Resentment Can Hold Anyone Back in Life and That is Especially True For Addicts
Resentment is the experience of a negative emotion, like anger or hatred, felt as a result of a real or imagined wrong doing upon yourself. Everyone has felt this feeling, but some people cannot let go of this feeling. Let’s just say, you have a coworker that continually tries to take credit for the hard work you do and they get a promotion. How would that make you feel? That is where resentment comes into play. You begin to feel anger and other negative emotions towards that person. If you do not let it go and move on, you will be headed for a disaster.
Resentment is the number one cause for relapses in recovery. An addict is often overflowing of this type of negative emotion as a result of perceived injustices against them. Addicts and alcohols will frequently use this emotion as an excuse for their dangerous behavior. Becoming sober will continually bring up this emotion.

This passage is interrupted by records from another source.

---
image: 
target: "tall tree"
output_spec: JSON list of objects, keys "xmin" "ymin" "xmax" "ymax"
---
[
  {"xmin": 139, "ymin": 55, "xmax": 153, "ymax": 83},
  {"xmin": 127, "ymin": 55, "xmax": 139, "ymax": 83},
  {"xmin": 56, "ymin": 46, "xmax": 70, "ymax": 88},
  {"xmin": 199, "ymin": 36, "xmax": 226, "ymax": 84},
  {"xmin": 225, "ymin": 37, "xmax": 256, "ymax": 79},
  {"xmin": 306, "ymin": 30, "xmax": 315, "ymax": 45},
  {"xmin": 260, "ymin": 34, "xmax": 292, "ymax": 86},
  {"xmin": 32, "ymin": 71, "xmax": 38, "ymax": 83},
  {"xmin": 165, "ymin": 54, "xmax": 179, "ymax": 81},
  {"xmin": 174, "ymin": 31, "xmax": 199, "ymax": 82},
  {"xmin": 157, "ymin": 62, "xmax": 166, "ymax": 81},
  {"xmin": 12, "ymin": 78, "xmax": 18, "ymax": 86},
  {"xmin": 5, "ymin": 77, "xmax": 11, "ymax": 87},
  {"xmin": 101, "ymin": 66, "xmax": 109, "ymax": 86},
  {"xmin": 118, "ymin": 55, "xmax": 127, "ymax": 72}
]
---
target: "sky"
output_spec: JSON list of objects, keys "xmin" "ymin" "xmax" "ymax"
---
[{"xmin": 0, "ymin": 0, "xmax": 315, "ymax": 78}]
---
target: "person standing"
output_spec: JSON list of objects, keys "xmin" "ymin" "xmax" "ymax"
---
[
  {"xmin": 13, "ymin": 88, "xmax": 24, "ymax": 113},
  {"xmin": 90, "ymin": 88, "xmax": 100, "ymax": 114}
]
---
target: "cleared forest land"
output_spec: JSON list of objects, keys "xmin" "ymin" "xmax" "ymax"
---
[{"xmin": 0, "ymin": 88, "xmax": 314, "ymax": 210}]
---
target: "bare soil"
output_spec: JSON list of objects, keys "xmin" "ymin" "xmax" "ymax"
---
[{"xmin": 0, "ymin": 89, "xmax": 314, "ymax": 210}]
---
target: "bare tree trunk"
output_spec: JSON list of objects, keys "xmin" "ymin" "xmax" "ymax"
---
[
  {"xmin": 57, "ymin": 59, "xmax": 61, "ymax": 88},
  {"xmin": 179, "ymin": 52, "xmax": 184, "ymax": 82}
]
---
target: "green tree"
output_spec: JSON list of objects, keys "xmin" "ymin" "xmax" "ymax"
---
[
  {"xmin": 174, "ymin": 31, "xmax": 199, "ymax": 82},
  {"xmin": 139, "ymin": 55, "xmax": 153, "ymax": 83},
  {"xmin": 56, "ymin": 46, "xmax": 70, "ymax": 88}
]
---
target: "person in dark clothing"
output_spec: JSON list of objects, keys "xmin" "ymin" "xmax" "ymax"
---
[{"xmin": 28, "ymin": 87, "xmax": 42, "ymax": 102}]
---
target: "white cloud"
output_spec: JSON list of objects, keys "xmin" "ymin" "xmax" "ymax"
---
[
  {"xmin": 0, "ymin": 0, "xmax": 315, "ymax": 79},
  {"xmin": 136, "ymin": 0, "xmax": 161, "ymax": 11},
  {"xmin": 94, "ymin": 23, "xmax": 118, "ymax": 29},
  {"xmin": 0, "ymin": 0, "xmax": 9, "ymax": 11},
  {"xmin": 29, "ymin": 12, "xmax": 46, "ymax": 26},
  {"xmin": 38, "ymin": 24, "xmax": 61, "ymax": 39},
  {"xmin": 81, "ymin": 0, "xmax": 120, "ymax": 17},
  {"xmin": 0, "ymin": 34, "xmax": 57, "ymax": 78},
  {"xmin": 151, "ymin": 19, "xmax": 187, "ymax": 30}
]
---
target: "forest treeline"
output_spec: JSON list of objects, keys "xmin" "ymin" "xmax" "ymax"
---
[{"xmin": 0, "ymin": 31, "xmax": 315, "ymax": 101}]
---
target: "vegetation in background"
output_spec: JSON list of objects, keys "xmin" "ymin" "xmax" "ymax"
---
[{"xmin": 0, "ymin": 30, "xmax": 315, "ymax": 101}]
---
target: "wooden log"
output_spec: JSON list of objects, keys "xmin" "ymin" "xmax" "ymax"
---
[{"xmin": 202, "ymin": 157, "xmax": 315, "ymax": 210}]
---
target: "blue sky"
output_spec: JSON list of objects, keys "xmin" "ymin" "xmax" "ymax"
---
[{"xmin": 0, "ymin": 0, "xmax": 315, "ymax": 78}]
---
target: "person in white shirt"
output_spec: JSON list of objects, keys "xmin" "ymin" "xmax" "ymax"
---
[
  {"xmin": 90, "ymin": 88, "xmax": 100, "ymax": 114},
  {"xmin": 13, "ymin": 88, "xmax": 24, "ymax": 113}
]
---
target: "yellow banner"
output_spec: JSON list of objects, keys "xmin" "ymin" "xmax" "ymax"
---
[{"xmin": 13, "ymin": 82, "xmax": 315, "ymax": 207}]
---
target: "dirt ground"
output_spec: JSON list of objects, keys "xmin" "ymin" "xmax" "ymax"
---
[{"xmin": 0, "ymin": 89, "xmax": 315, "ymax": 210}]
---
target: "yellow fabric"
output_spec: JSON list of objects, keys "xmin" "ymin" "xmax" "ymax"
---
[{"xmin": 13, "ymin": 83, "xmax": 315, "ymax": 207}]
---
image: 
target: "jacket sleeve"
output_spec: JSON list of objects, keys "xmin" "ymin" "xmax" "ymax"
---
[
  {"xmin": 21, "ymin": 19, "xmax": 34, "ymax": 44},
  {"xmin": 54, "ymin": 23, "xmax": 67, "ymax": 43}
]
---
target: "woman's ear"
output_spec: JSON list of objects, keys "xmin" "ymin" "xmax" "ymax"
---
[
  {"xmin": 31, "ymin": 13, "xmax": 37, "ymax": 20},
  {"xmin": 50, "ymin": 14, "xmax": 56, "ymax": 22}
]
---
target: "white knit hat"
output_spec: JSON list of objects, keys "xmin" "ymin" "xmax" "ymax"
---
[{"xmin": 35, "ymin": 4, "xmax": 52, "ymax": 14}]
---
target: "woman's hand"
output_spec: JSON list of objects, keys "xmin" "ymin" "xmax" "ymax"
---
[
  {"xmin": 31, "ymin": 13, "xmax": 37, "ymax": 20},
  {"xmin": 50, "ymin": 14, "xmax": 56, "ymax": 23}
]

This situation can be dangerous, because too much resentment will lead to relapse.
Common reasons for resentful emotions include:
- Other people trying to control your life
- Not receiving a reaction that you thought you would
- Other people acting superior to you
- Other people getting in the way of your actions to be happy or succeed
- People who are hypocritical
- Superiors who abuse their power
- When people lie
The reasons why people in recovery harbor resentments are:
- Not getting credit for the effort they are putting into their recovery
- Feeling like no one trusts them
- People interfering too much in their life
- Recovery is harder then they expected
- When other addicts are doing better with recovery than they are
- People who try to get in the way of their recovery
In order to move forward with recovery you need to let go of all resentments. Holding on to this negative emotion will only bring you down. Do not focus on how someone else and their behavior. Focus on yourself. By focusing on other people you will begin to ignore their own behavior. You can only fix yourself in recovery, not everybody else. The only one that is being hurt in all of this is yourself. You are holding it inside or constantly thinking about the situation that made you resentful, instead of focusing on moving forward. You may even be thinking of ways to get even with this individual. The best thing you can do is move forward in a positive way. Do not let this person get the best of you. In the end, being happy and positive will prove to them that their actions did not effect you in anyway. Resentful feelings may even be a misunderstanding and recovery is all about rebuilding relationships. Take the time to reassess the situation from a different perspective. Maybe you can rekindle the relationship or move on in a positive way. You will not be able to progress if you continue to hold on to resentments. It will only weigh you down.